Under the direction of Alfred E. Sturgis, the North Carolina Master Chorale opened its 73rd concert season with a varied program of music for chorus and organ. They were joined in one selection by the Raleigh Boychoir, which also sang several selections conducted by their Artistic Director, Jeremy Tucker. The Master Chorale’s accompanist, acclaimed pianist Susan McClaskey Lohr, served as organist.

The 170-voice Chorale filled the large chancel space and the entire front of Hayes-Barton Baptist Church. While an ensemble of this size could easily be sonically overpowering in a sanctuary of this size, the abundance of red carpet which covers the wide aisles serves to dampen the sound so that the chorus does not have to hold back. The invisible pipes of the organ speak primarily into the chancel, which helped the organ sound in the opening work – the 1865 Missa Choralis by Franz Liszt – to blend with the voices in its purely supporting role.

This mass, written at the Vatican when Lizst had become an Abbé in the Roman Catholic Church, contains none of the drama or harmonic innovations which characterized much of his secular music. It is essentially a kind of sacred-music wallpaper, with elements derived from plainsong and from counter-Reformation polyphony in a mid-19th century version of “easy listening.” Voices from the Chorale filled the minimal solo and quartet demands of the work.

After intermission, the Raleigh Boychoir sang four varied pieces from their repertoire: J.S. Bach’s chorale from Cantata 147, in the usual English version which has little to do with the original text and which defies understanding (“Jesu, joy of man’s desiring,” the last line of which, “soaring, dying ’round thy throne,” is not an image which Gustav Doré would have used as inspiration for one of his engravings), John Rutter’s sparkling setting of “For the beauty of the earth,”  Paul McCartney’s “Blackbird,” and Ruth Morris Gray’s three-part setting of the Zulu folk song “Aya Ngena,” which more than once reminded me of the Jewish Passover niggun, “Dayenu.”  While this 21-voice group did not sound like a traditional British boys’ choir, their tone and blend were very good.
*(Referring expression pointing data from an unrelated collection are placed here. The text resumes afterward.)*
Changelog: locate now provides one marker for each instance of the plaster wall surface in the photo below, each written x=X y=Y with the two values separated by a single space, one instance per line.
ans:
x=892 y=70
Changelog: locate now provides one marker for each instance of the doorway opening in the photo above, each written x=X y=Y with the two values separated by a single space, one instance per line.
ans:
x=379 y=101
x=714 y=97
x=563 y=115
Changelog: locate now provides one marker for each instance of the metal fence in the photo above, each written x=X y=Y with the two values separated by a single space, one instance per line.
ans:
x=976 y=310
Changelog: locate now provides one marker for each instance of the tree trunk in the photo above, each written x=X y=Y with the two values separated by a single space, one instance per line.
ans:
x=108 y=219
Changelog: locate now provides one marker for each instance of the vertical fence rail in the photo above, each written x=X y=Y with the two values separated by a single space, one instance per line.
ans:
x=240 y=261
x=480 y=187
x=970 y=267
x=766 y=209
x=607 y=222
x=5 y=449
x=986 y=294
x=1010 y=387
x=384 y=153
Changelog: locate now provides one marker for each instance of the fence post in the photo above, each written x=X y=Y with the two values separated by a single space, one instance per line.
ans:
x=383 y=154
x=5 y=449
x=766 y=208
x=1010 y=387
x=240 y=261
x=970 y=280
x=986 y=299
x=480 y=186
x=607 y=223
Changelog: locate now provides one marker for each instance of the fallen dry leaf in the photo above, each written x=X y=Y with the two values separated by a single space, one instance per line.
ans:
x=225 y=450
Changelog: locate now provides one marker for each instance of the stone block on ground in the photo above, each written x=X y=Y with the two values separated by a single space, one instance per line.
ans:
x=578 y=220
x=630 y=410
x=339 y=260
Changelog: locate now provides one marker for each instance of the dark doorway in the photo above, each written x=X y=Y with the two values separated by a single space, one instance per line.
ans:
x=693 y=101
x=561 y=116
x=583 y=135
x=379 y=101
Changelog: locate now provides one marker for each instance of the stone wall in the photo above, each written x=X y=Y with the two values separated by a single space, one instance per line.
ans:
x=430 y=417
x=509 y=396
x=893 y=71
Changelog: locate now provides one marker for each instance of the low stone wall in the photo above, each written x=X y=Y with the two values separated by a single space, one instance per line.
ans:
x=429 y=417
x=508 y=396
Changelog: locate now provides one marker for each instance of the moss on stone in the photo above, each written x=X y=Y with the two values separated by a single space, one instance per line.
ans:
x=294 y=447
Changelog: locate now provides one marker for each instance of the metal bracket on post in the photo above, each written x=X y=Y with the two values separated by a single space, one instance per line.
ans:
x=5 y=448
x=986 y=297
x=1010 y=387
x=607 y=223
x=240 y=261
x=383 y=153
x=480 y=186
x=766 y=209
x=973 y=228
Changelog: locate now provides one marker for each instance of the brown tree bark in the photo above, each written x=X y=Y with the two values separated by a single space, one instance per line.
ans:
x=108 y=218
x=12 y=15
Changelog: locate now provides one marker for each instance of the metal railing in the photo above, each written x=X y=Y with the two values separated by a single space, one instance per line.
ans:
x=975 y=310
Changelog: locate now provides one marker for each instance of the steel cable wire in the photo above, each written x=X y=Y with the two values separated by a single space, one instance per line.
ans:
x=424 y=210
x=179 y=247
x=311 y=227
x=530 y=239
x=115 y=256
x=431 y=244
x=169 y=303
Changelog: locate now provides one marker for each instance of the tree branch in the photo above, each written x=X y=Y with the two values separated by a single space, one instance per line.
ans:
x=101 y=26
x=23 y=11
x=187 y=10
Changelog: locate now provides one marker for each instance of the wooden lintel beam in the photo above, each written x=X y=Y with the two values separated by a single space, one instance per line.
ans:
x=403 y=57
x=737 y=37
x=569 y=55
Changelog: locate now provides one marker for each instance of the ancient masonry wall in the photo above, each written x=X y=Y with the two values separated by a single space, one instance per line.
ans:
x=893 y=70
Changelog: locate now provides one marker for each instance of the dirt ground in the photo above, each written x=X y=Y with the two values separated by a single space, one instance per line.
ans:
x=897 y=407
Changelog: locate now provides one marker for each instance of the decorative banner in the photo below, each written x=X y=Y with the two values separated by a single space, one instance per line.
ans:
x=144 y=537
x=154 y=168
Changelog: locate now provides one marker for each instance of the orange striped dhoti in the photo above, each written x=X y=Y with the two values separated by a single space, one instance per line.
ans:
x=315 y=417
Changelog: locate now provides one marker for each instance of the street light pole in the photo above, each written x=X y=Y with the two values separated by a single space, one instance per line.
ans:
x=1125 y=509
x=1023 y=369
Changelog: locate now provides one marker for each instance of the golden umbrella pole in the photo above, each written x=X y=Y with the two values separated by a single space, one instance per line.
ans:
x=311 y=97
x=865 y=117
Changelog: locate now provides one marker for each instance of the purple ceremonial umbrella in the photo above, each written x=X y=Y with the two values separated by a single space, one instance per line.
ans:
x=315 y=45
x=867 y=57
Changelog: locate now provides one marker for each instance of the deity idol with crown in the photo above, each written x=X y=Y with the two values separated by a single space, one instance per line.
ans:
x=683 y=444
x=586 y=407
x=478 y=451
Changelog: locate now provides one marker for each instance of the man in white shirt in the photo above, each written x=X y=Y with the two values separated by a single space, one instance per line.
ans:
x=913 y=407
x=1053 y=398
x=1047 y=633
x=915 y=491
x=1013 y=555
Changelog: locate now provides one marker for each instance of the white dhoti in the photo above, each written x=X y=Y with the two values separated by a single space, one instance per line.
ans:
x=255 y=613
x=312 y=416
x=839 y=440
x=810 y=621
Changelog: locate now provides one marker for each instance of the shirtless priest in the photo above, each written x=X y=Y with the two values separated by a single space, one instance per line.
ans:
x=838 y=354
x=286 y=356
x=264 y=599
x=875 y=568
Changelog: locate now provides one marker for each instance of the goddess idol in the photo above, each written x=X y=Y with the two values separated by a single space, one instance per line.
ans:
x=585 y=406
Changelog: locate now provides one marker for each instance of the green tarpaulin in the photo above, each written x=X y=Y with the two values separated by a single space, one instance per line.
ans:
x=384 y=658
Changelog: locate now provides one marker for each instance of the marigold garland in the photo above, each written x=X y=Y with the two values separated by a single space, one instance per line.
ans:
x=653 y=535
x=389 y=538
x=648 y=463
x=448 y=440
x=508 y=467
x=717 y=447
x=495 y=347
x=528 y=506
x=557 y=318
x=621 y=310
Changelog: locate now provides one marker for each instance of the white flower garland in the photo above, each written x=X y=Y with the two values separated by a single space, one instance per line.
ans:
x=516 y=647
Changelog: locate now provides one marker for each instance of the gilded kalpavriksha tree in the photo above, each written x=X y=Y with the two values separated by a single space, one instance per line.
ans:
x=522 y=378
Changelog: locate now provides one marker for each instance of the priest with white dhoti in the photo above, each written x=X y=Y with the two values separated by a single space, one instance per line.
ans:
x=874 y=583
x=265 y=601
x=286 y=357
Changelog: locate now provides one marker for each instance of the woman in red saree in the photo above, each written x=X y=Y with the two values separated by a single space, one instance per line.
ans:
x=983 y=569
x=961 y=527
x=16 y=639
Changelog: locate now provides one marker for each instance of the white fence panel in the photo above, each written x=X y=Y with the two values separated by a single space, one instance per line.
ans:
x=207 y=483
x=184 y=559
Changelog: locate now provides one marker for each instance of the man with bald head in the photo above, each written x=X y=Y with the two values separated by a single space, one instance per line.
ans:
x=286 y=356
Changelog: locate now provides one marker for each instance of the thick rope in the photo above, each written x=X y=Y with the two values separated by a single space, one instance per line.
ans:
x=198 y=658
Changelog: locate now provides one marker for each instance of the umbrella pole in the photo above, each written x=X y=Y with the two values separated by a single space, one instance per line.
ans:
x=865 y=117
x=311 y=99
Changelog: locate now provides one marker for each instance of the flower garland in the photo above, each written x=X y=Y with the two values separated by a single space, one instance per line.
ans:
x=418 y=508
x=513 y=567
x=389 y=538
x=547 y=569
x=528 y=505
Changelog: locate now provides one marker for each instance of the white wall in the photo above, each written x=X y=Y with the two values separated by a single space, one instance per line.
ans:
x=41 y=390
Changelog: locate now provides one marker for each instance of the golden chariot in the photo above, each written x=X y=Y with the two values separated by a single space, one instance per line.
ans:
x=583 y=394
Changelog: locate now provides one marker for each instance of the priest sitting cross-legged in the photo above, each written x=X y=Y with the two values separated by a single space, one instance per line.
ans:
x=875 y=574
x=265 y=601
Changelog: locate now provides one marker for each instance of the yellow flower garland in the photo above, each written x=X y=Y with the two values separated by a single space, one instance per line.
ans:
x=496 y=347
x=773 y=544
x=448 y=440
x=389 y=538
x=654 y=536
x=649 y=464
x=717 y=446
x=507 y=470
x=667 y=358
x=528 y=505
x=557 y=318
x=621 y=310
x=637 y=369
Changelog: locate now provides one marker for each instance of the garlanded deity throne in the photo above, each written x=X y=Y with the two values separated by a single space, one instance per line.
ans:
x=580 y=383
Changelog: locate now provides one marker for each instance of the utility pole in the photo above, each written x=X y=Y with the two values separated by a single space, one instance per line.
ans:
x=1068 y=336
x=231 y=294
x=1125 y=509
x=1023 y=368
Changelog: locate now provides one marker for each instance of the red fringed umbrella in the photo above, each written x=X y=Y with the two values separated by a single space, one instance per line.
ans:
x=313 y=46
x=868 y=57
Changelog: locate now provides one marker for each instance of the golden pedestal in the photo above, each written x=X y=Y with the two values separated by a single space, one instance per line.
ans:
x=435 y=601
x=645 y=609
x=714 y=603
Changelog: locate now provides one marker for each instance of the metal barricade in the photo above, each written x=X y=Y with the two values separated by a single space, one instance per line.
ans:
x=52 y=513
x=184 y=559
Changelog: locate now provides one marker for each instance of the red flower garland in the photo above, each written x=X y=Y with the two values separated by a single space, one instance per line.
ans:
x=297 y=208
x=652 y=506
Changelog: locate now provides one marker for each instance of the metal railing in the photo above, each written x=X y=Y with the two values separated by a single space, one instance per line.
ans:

Their diction was easily understandable, save for a few over-modified “a” vowels which rendered some words less easy to discern.

The Master Chorale members re-entered the sanctuary, but did not return to their previous location in the front of the church. Instead, they stood in the aisles, surrounding the audience in mixed-voice formation to sing Henryk Górecki’s “Totus Tuus.” This stereophonic-sound performance was the highlight of the concert, especially in the haunting pianissimo passages which conclude this 1987 Marian work first sung in Poland for Pope John Paul II.

Returning to the chancel, the Chorale sang Felix Mendelssohn’s 1844 mini-cantata (or, as Sturgis described it, an “extended anthem”), “Hear my prayer,” for soprano solo, chorus, and organ. Long a favorite of British cathedral choirs, some of whose performances were immortalized on 78-rpm discs, this is vintage Mendelssohn, its harmonies akin to those of the composer’s oratorio “Elijah.” Soprano Megan Crosson, a Chorale member, sang the solo lines with simplicity and vocal beauty – a perfect combination for this music. Lohr’s sensitive organ accompaniment was equally appropriate for this miniature gem of a psalm-setting.

The concert concluded with Benjamin Britten’s “Festival Te Deum,” in which the Raleigh Boychoir joined the Master Chorale. This was not the most felicitous performance, with many of the choral phrases sung too marcato, the fortissimomarked organ passages not assertive enough, and an unfortunate error in pitch in the concluding measures.

The Britten notwithstanding, this was a program of interesting and not-frequently-heard choral music, sung with distinction by an outstanding chorus, together with their young colleagues.